More HBase performance profiling

By Lars Hofhansl

Continuing my sporadic profiling sessions I identified a few more issues in HBase.


First, a note about profiling

"Instrumentating" profilers often distort the actual results and frequently lead to premature optimization.
For example in HBase that lead to caching of redundant information on each KeyValue wasting heap space. Using a sampler showed that none of the optimized methods were hotspots.
The instrumentation is still useful, but the result should always be validated by a "sampler" or, even better, real "performance counters".

I simply used the Sampler in jVisualVM, which ships with the JDK.

Here are some new issues I found and fixed: 


HBASE-9915 Performance: isSeeked() in EncodedScannerV2 always returns false
HBase optimizes seeks and ensures that (re)seeks that would land on a key on the current block continue scanning forward inside the block, rather than (1) consulting the HFile index again, (2) loading the block, and (3) scanning from the beginning of that block again.
There was a bug in HBase where this optimization did not happen for block-encoded HFiles. Nobody noticed that this never worked.
A performance improvement of 2-3x (200-300%) when block encoding is enabled.

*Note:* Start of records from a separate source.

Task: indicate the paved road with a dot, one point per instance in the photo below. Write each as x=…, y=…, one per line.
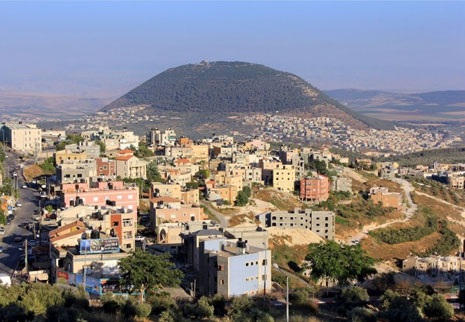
x=409, y=212
x=10, y=257
x=223, y=220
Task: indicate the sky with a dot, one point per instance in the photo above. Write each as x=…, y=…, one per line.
x=106, y=48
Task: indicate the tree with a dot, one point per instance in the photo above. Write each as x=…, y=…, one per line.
x=143, y=271
x=339, y=263
x=436, y=307
x=153, y=175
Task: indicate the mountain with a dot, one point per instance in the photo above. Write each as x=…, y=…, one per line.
x=439, y=105
x=220, y=88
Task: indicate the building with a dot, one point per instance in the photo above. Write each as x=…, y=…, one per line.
x=21, y=137
x=69, y=156
x=76, y=172
x=103, y=193
x=129, y=166
x=314, y=188
x=168, y=209
x=341, y=184
x=385, y=198
x=284, y=177
x=105, y=167
x=320, y=222
x=233, y=268
x=161, y=137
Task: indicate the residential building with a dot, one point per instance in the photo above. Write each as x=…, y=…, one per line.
x=105, y=167
x=233, y=268
x=22, y=137
x=385, y=198
x=129, y=166
x=320, y=222
x=284, y=178
x=341, y=184
x=314, y=188
x=168, y=209
x=103, y=193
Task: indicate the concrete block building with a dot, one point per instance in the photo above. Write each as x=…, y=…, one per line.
x=320, y=222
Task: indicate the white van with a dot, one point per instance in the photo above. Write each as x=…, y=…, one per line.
x=5, y=279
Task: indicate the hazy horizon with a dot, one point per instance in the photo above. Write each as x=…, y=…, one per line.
x=105, y=48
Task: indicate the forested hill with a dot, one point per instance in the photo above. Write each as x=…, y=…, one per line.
x=237, y=87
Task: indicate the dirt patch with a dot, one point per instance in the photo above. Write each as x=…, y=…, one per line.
x=383, y=251
x=281, y=200
x=294, y=237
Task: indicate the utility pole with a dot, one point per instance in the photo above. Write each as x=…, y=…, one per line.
x=287, y=298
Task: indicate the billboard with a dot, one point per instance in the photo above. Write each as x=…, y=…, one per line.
x=99, y=246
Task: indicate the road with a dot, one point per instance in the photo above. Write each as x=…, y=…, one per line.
x=223, y=220
x=10, y=257
x=409, y=212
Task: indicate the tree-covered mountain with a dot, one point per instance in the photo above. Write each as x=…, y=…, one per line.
x=237, y=87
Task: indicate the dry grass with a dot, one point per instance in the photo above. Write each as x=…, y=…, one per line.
x=281, y=200
x=383, y=251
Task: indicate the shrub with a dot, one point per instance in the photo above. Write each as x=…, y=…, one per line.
x=143, y=310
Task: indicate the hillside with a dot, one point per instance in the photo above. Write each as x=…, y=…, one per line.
x=438, y=105
x=237, y=87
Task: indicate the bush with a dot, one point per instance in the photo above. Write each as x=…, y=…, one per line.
x=143, y=310
x=437, y=308
x=161, y=302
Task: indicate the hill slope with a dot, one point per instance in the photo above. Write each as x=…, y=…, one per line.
x=237, y=87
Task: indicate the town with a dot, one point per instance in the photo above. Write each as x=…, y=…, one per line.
x=116, y=215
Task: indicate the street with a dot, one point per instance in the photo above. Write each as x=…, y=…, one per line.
x=10, y=256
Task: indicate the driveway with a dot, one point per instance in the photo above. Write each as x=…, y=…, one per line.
x=10, y=257
x=222, y=219
x=409, y=212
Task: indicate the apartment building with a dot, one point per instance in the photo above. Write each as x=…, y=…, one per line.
x=69, y=156
x=168, y=209
x=386, y=198
x=129, y=166
x=76, y=172
x=103, y=193
x=161, y=137
x=320, y=222
x=105, y=167
x=233, y=268
x=314, y=188
x=284, y=178
x=22, y=137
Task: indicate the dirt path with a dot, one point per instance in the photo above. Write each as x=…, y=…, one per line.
x=409, y=212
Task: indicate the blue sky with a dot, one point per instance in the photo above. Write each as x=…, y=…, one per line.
x=106, y=48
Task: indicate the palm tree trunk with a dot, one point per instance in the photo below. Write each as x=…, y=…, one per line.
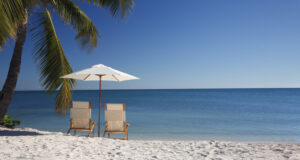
x=14, y=69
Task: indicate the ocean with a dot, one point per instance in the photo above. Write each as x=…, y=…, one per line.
x=179, y=114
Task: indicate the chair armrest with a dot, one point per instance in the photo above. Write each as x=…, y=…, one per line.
x=93, y=122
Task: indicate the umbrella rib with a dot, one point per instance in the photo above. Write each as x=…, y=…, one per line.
x=116, y=78
x=87, y=77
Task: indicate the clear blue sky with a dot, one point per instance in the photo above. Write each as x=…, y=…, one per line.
x=185, y=44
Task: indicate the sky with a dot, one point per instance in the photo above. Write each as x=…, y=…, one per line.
x=184, y=44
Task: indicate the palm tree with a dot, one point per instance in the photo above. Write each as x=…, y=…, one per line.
x=48, y=52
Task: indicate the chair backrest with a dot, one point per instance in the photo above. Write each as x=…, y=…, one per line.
x=115, y=116
x=80, y=113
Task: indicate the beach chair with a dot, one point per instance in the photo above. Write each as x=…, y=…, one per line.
x=115, y=120
x=80, y=117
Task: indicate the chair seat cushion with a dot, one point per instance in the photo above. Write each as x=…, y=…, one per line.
x=115, y=126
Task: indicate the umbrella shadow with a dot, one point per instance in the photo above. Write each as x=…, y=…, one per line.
x=18, y=133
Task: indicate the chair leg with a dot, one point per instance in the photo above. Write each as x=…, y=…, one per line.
x=69, y=131
x=89, y=132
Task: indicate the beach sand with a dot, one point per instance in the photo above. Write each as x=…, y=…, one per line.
x=30, y=143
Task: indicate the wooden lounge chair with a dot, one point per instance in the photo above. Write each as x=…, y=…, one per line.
x=80, y=117
x=115, y=120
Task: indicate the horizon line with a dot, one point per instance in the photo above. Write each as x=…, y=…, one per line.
x=176, y=88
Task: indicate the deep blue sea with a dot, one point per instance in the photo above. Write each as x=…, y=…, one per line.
x=190, y=114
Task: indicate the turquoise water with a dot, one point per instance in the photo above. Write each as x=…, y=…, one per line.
x=224, y=114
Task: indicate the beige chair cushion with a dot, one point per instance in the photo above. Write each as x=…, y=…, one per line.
x=115, y=126
x=115, y=106
x=81, y=123
x=80, y=113
x=81, y=104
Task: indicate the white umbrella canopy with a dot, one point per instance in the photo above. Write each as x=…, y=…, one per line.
x=100, y=72
x=106, y=73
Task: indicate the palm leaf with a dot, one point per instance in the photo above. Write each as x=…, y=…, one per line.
x=76, y=18
x=53, y=63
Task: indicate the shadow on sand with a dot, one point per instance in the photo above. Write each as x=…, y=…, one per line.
x=18, y=133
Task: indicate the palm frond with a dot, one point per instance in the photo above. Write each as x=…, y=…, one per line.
x=53, y=63
x=115, y=6
x=76, y=18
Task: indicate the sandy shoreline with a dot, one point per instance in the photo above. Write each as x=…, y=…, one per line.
x=30, y=143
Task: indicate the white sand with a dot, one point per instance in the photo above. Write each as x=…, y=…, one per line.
x=33, y=144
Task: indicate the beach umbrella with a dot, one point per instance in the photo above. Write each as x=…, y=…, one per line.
x=100, y=73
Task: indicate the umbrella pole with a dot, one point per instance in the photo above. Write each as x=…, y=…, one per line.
x=99, y=105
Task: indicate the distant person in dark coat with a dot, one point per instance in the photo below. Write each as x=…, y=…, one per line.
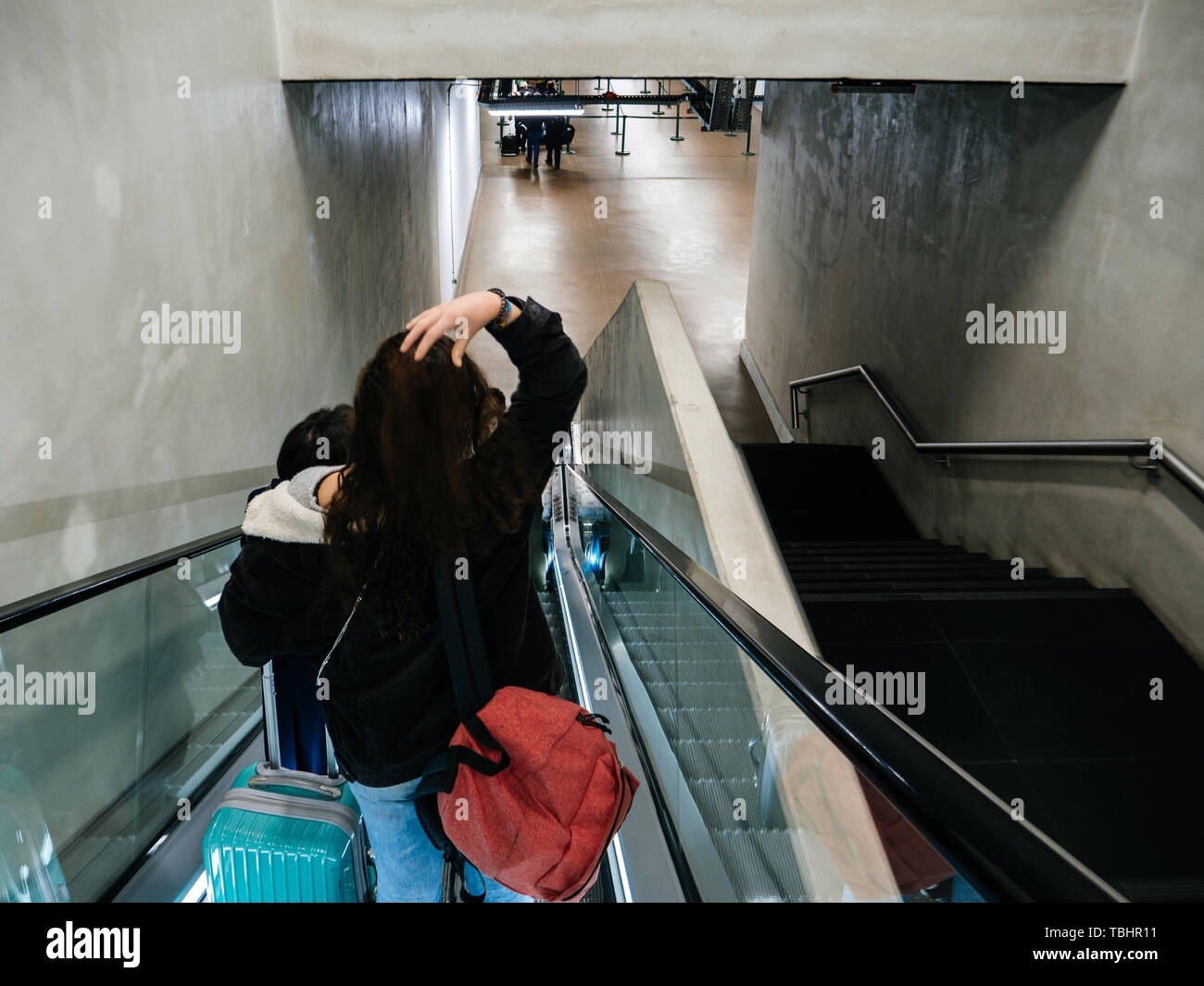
x=534, y=135
x=554, y=133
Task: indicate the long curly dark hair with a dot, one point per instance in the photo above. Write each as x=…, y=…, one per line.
x=421, y=480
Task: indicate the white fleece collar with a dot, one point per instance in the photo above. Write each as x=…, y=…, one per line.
x=277, y=516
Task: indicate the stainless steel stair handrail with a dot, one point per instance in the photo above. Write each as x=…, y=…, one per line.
x=971, y=826
x=1124, y=447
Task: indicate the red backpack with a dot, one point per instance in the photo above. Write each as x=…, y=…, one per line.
x=530, y=791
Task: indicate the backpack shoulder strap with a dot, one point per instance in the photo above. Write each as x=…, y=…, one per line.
x=464, y=640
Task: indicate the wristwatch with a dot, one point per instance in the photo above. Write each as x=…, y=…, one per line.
x=504, y=315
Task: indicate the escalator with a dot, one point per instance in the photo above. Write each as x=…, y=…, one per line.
x=751, y=786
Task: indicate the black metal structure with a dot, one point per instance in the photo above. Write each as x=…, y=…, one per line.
x=1006, y=858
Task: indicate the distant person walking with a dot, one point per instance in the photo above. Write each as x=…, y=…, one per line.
x=554, y=133
x=534, y=135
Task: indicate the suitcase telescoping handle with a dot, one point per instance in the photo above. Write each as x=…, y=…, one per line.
x=268, y=776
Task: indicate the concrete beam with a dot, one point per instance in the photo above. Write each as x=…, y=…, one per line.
x=1087, y=41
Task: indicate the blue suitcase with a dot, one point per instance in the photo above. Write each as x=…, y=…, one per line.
x=287, y=836
x=29, y=867
x=282, y=836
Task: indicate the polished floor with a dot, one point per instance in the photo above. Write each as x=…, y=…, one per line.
x=675, y=211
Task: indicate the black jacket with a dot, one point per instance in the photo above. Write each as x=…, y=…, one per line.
x=390, y=705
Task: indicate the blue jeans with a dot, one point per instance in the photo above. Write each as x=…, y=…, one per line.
x=408, y=867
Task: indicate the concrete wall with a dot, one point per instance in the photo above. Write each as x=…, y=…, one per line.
x=695, y=490
x=458, y=170
x=204, y=204
x=1042, y=203
x=1050, y=40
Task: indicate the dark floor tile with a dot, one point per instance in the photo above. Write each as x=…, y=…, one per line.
x=863, y=621
x=1006, y=780
x=954, y=720
x=1088, y=700
x=1133, y=822
x=1079, y=617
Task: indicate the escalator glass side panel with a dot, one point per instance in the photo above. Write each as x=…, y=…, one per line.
x=786, y=814
x=121, y=706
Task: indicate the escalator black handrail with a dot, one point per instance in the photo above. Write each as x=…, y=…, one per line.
x=974, y=830
x=53, y=600
x=1109, y=447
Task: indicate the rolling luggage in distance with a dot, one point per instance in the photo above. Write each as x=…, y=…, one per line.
x=287, y=836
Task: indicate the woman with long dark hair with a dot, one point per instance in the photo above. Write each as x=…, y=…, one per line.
x=437, y=468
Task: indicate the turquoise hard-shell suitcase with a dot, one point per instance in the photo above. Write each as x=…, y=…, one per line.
x=282, y=836
x=29, y=867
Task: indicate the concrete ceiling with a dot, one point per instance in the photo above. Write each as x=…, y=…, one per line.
x=967, y=40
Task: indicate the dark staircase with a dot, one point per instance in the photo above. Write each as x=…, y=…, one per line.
x=1039, y=688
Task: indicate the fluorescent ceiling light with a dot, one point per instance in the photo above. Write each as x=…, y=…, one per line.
x=546, y=111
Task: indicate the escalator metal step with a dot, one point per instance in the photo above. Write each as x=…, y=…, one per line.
x=685, y=694
x=690, y=669
x=715, y=760
x=709, y=724
x=766, y=862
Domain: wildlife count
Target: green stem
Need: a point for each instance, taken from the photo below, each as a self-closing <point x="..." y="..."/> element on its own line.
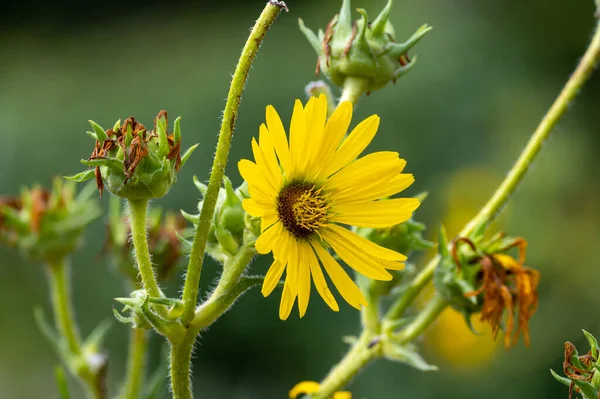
<point x="228" y="289"/>
<point x="59" y="276"/>
<point x="353" y="89"/>
<point x="412" y="331"/>
<point x="358" y="357"/>
<point x="136" y="364"/>
<point x="194" y="269"/>
<point x="137" y="212"/>
<point x="60" y="292"/>
<point x="502" y="195"/>
<point x="181" y="365"/>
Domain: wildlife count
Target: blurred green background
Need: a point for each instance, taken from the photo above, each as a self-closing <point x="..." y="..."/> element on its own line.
<point x="485" y="76"/>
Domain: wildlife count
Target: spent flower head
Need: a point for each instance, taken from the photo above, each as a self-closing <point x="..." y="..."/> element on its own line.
<point x="481" y="277"/>
<point x="362" y="49"/>
<point x="303" y="188"/>
<point x="133" y="163"/>
<point x="47" y="225"/>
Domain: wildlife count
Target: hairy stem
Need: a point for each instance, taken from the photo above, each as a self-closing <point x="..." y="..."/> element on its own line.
<point x="60" y="291"/>
<point x="137" y="211"/>
<point x="181" y="365"/>
<point x="507" y="188"/>
<point x="264" y="22"/>
<point x="353" y="89"/>
<point x="136" y="364"/>
<point x="358" y="357"/>
<point x="434" y="308"/>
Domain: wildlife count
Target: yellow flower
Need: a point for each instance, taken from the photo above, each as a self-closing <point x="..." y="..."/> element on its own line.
<point x="303" y="190"/>
<point x="310" y="387"/>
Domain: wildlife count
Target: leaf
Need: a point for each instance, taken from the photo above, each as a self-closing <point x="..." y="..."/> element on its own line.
<point x="562" y="380"/>
<point x="81" y="177"/>
<point x="61" y="382"/>
<point x="593" y="343"/>
<point x="587" y="389"/>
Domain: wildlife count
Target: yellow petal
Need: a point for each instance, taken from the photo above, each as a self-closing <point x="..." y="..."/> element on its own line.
<point x="382" y="213"/>
<point x="304" y="388"/>
<point x="365" y="245"/>
<point x="280" y="142"/>
<point x="253" y="208"/>
<point x="297" y="139"/>
<point x="303" y="278"/>
<point x="356" y="257"/>
<point x="315" y="115"/>
<point x="374" y="190"/>
<point x="334" y="132"/>
<point x="378" y="167"/>
<point x="352" y="146"/>
<point x="344" y="284"/>
<point x="265" y="141"/>
<point x="319" y="280"/>
<point x="272" y="278"/>
<point x="288" y="297"/>
<point x="268" y="175"/>
<point x="265" y="241"/>
<point x="268" y="219"/>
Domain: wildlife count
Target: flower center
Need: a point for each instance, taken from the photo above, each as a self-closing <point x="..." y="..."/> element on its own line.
<point x="302" y="209"/>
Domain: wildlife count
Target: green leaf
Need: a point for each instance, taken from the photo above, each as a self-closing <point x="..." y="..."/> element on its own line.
<point x="81" y="177"/>
<point x="61" y="382"/>
<point x="587" y="389"/>
<point x="593" y="343"/>
<point x="187" y="154"/>
<point x="94" y="340"/>
<point x="562" y="380"/>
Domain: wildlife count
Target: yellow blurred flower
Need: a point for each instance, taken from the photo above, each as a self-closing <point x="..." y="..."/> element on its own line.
<point x="310" y="387"/>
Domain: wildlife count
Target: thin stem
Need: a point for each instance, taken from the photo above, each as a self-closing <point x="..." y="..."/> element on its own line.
<point x="504" y="192"/>
<point x="194" y="269"/>
<point x="353" y="89"/>
<point x="136" y="364"/>
<point x="60" y="291"/>
<point x="436" y="305"/>
<point x="361" y="354"/>
<point x="181" y="365"/>
<point x="137" y="211"/>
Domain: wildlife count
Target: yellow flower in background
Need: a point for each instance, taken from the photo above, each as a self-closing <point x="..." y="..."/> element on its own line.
<point x="449" y="337"/>
<point x="310" y="387"/>
<point x="303" y="189"/>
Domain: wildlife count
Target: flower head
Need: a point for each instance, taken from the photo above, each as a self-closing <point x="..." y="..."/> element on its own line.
<point x="362" y="49"/>
<point x="47" y="224"/>
<point x="132" y="162"/>
<point x="304" y="188"/>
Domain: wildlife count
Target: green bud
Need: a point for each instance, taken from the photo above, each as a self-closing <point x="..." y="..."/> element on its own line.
<point x="166" y="249"/>
<point x="133" y="163"/>
<point x="47" y="225"/>
<point x="226" y="233"/>
<point x="362" y="49"/>
<point x="456" y="284"/>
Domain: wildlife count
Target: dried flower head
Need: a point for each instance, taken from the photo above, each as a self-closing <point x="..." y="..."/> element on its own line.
<point x="47" y="225"/>
<point x="507" y="285"/>
<point x="132" y="162"/>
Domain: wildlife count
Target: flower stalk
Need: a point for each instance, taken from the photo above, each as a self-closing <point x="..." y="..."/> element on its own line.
<point x="194" y="269"/>
<point x="357" y="358"/>
<point x="138" y="210"/>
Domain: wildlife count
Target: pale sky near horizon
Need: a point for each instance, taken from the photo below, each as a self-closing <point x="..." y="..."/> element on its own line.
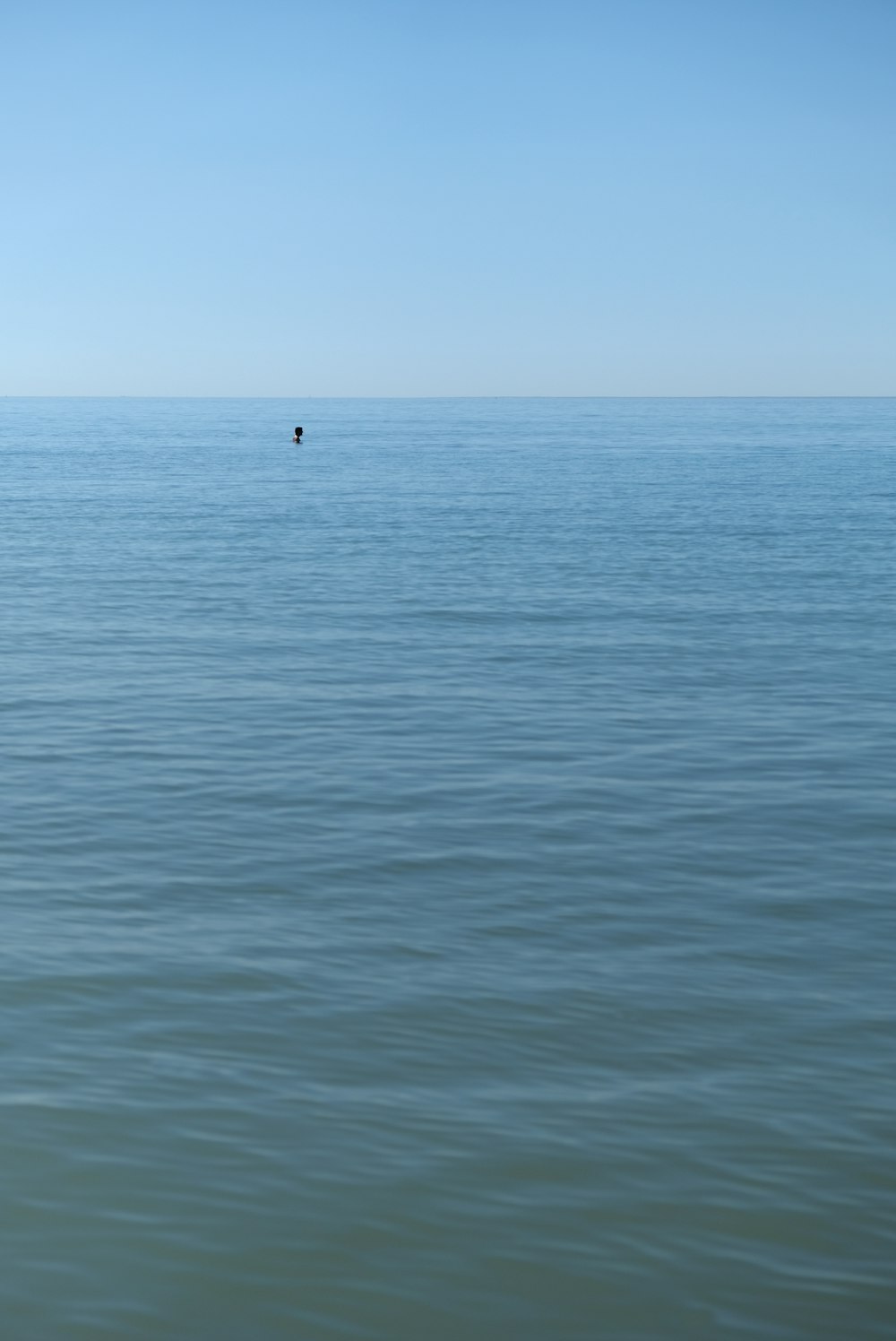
<point x="658" y="197"/>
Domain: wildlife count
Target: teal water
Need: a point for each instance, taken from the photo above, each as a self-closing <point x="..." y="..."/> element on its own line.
<point x="448" y="870"/>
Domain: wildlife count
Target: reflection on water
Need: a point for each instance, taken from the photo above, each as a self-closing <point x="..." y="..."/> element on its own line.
<point x="447" y="872"/>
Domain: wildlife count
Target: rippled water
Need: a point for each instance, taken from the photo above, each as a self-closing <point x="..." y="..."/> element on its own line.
<point x="448" y="870"/>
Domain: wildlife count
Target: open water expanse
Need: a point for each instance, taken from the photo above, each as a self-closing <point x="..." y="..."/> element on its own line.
<point x="448" y="870"/>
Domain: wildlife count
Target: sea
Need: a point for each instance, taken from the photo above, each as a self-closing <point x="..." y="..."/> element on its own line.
<point x="447" y="869"/>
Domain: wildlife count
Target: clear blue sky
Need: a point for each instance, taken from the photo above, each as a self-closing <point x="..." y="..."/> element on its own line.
<point x="448" y="197"/>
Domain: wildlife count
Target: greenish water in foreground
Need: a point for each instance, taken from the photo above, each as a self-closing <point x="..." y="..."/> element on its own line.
<point x="447" y="870"/>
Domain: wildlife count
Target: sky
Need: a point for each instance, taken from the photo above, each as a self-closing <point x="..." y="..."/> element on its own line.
<point x="448" y="197"/>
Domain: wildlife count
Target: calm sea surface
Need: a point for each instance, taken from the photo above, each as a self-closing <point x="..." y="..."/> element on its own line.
<point x="448" y="870"/>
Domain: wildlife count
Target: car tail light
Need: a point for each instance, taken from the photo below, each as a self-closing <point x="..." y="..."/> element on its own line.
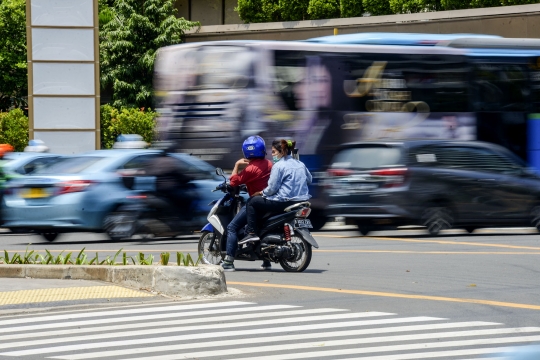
<point x="393" y="177"/>
<point x="339" y="172"/>
<point x="304" y="212"/>
<point x="73" y="186"/>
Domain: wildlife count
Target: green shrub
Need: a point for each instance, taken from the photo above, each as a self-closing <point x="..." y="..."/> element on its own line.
<point x="126" y="121"/>
<point x="293" y="10"/>
<point x="323" y="9"/>
<point x="377" y="7"/>
<point x="14" y="129"/>
<point x="351" y="8"/>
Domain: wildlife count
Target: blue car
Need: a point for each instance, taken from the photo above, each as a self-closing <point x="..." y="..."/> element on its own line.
<point x="77" y="193"/>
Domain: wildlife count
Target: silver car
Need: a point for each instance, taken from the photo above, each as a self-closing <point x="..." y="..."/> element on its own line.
<point x="78" y="193"/>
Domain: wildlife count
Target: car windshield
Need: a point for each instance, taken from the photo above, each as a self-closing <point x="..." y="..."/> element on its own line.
<point x="72" y="165"/>
<point x="367" y="157"/>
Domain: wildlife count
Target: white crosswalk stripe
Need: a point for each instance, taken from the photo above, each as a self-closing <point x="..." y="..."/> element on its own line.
<point x="248" y="331"/>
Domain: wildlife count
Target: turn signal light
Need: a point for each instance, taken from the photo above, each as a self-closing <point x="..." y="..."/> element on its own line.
<point x="73" y="186"/>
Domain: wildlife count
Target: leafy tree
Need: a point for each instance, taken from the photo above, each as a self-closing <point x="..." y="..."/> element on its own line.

HBASE-9807 block encoder unnecessarily copies the key for each reseek
Here we copied the entire row key just to compare it with the first key of the next index block when the HFile is block encoded.
10% improvement by itself. Much more together with HBASE-9915 mentioned above.

HBASE-10015 Replace intrinsic locking with explicit locks in StoreScanner
This one was somewhat surprising. The issue is that we're locking inside the StoreScanner on each operation of next/seek/etc - millions of times per second, just so that a parallel compaction/flush can invalidate the HFile readers, which happens a few times per hour.
According to conventional wisdom intrinsic locking (synchronized) should be preferred since the JVM does biased locking. In my tests, which were confirmed across JVMs and architectures, I found that by simply replacing intrinsic locks with ReentrantLock's there was 20-30% performance gain overall to be had.

HBASE-10117 Avoid synchronization in HRegionScannerImpl.isFilterDone
Another issue with synchronization. As described here the synchronization penalty is not just blocked threads, but also involves memory read and write fences when the lock is completely uncontended. It turns out that in the typical case the synchronization is not needed.
20-25% improvement

More to come.
Edit: Some spelling/grammar corrections.